Despite our continuing successes, however, much work is left to be done.

“With such a great expanse of territory to cover,” said Kevin Perkins, assistant director of our Criminal Investigative Division, “there are places where the border is permeable. In some areas of the desert, people can cross illegally at will, and they do. The U.S. government has built fences and other barriers that our adversaries are continually trying to defeat, and in some cases they are defeating them,” he added.  “Either they're tunneling under, flying over, or actually cutting through the various defenses we've put up.”

The cartels make billion-dollar profits trafficking drugs. Gaining and controlling border access is critical to their operations. They maintain that control through bribery, extortion, intimidation, and extreme violence. Some areas on the Mexican side of the border are so violent they are reminiscent of the gangster era of Chicago in the 1930s or the heyday of the Mafia's Five Families in New York. In Tijuana, for example, a man who came to be known as "The Strew Maker"—El Pozolero—worked for one of the cartels dissolving hundreds of murder victims in acid to dispose of the evidence. In Juarez, decapitated heads of murdered cartel members have been displayed on fence posts to intimidate rivals.“We think al Qaeda is violent,” said one of our senior agents in El Paso, “but  the cartels here are often just as willing to resort to extreme brutality and bloodshed to carry out their objectives.”

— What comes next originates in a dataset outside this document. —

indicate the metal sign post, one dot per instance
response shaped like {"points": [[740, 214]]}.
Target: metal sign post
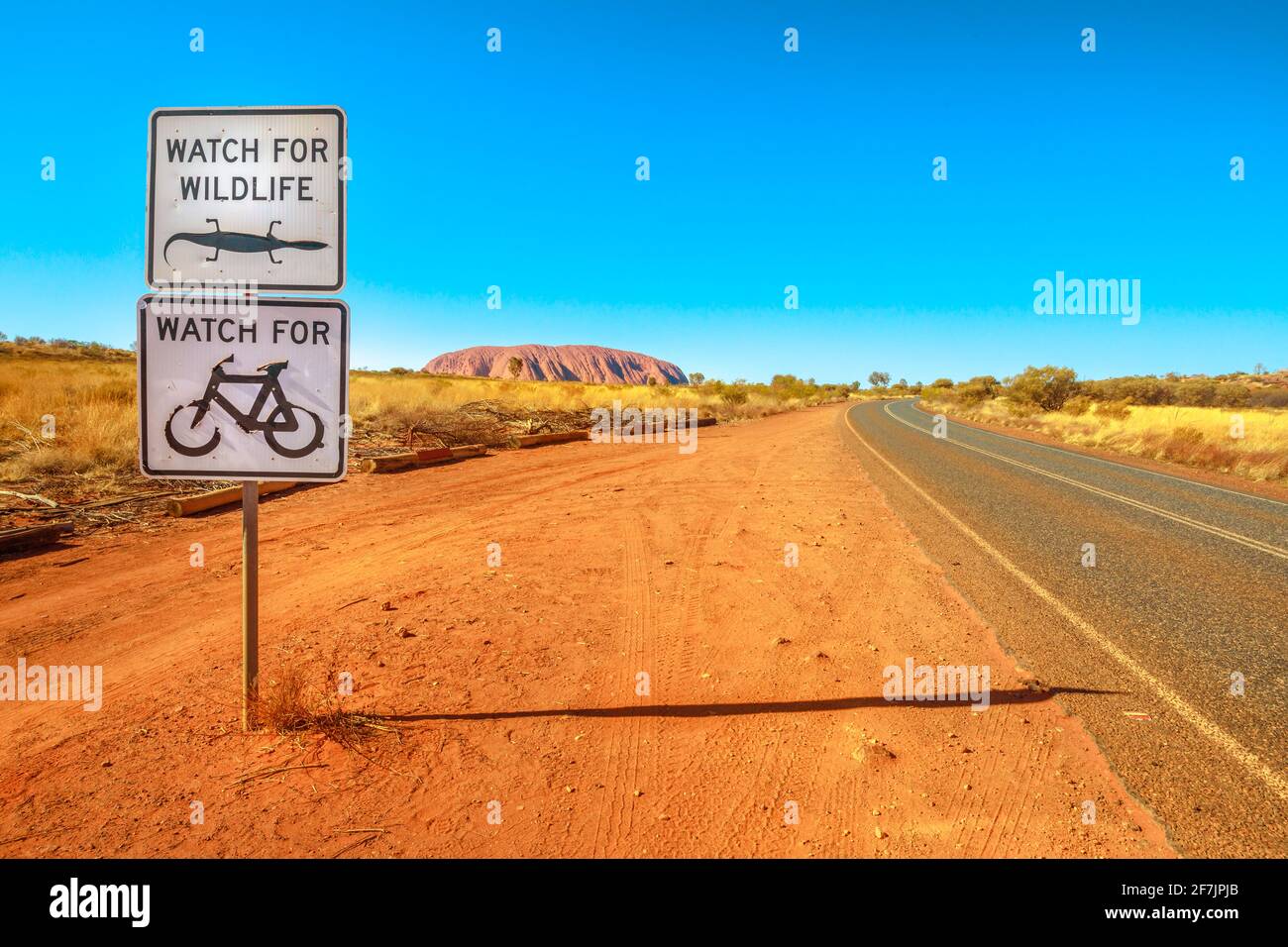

The disturbing level of violence sometimes overshadows the national security risks along the border, Perkins said. “Unfortunately, there are border guards who are corrupt—people who can wave vehicles through checkpoints. Those vehicles could contain narcotics or illegal aliens, but they could also be pieces to the next dirty bomb brought into the country by terrorists. We are working very hard to make sure that doesn't happen.”